No one wants to see a person who is a danger to society with a weapon; that is something that all agree on. But should the same prohibition be applied to those found guilty of non-violent offenses?
Felonies are not all created equal, and many Americans no longer enjoy their Second Amendment freedoms due to a past indiscretion that had nothing to do with violence.
According to the Ninth Circuit Court of Appeals, these citizens will remain permanently disarmed under federal law.
Panel decided that all convicted felons must cede their gun rights
On Friday, the en banc panel overturned a previous decision to restore the plaintiff’s Second Amendment rights. The case centered on Steven Duarte’s 2021 conviction of being a felon and having a firearm in his possession.
Police caught Duarte throwing a pistol out of his car window while pulling him over for a traffic violation. He was previously convicted four times on charges ranging from evading police to possessing drugs and vandalism.
None of these constituted violent felonies, but Duarte lost his gun rights anyway due to federal law. This latest conviction spawned the push to restore his freedom by arguing that the gun ban should not apply to those not convicted of violent offenses.
Remember, the Supreme Court’s 2022 Bruen decision established a clear test to determine whether gun laws are constitutional.
The high court wrote in Bruen: “When the Second Amendment’s plain text covers an individual’s conduct, the Constitution presumptively protects that conduct. The government must then justify its regulation by demonstrating that it is consistent with the Nation’s historical tradition of firearm regulation.”
The Court of Appeals determined that the nation’s history and tradition of gun control supported “permanent and categorical disarmament” of every convicted felon, including Duarte.
Ninth Circuit agreed with Duarte in 2024
In May 2024, a three-judge panel of the Ninth Circuit took a markedly different view of Duarte’s situation. Judge Carlos Bea wrote that the plaintiff is a U.S. citizen, which means he is one of “the people” for whom constitutional protections apply.
“The Second Amendment’s plain text and historically understood meaning therefore presumptively guarantee his individual right to possess a firearm for self-defense,” Bea declared. “The Government failed to rebut that presumption by demonstrating that permanently depriving Duarte of this fundamental right is otherwise consistent with our Nation’s history.”
That was then.
The Court of Appeals’ Friday rebuttal only widened the already significant gap in rulings on non-violent felons and gun rights. It is also a matter of civil liberties that brings widely disparate groups together.
For example, the American Civil Liberties Union (ACLU) and several of its state organizations filed an amicus brief with the court supporting Duarte’s position.
No one will ever confuse the ACLU with being a staunch defender of gun rights. Still, it recognized that there are many among the over 20 million Americans stripped of their Second Amendment freedoms who committed only non-violent offenses.
ACLU Deputy Legal Director Cecilia Wang argued that Duarte’s conviction and subsequent losing of his right to keep and bear arms does not pass constitutional muster.
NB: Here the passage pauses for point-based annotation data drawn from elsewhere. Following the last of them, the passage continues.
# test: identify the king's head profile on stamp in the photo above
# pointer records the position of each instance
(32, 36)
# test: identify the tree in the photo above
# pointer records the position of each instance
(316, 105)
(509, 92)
“As a matter of law, Mr. Duarte’s conviction fails the Supreme Court’s constitutional test because there is no history or tradition to support the permanent stripping of Second Amendment rights based solely on a past criminal conviction,” Wang declared. “The government’s extreme argument–that only ‘responsible, law-abiding citizens,’ as defined by a federal prosecutor, enjoy the rights of ‘the people’ under the Second Amendment–is contrary to the constitutional text and was firmly rejected by the Supreme Court just last term.”
Whether it’s Duarte’s case or another, the issue begs for a final resolution from the Supreme Court.